Task accuracy is harder. You need a benchmark suite that tests whether the agent can still answer questions or complete tasks after memories decay. If accuracy drops sharply, your decay rates are too aggressive or your retrieval logic is not surfacing the right context.
Technical Verdict
Use YourMemory’s decay approach if:
- Your agents run continuously for more than 4 hours AND context window is under 32k tokens AND you need deterministic pruning without LLM overhead.
- You have audit or compliance requirements that demand visibility into what the agent remembered at decision time.
- Token costs are a bottleneck AND you can tolerate information loss from aggressive decay.
- You need temporal queries (last hour, past week) more than semantic similarity searches.
Avoid this approach if:
- Your agents run for minutes, not hours. The scheduler overhead and tuning effort are not justified.
- You need perfect recall or semantic relevance ranking. Decay curves optimize for recency, not conceptual similarity.
- You have more than 1 million memories and need sub-second retrieval. The pruning scan becomes a bottleneck without sharding.

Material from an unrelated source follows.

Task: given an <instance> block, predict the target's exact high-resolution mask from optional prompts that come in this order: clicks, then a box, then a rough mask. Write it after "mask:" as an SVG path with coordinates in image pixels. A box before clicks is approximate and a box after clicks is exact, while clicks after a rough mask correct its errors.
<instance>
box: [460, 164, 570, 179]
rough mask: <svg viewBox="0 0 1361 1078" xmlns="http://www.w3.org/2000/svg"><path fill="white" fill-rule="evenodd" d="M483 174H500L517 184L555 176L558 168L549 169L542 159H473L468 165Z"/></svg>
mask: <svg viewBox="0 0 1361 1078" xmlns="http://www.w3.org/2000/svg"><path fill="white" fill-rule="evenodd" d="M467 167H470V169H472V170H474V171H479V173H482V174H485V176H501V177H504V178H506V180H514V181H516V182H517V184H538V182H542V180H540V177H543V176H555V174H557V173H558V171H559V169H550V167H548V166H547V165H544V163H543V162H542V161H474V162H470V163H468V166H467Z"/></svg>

- Your workload requires resurrecting archived memories frequently. The two-tier retrieval adds latency you cannot afford.
YourMemory solves context bloat in long-running agents with a simple, deterministic decay mechanism. The dashboard provides visibility that most frameworks lack. The temporal reasoning CLI is useful for time-bounded queries without embedding costs. But you lose information, you need to tune decay rates per memory type, and you need monitoring on the pruning pipeline. For production agents that run continuously, forgetting is not optional. You either build it or you hit token limits and performance cliffs.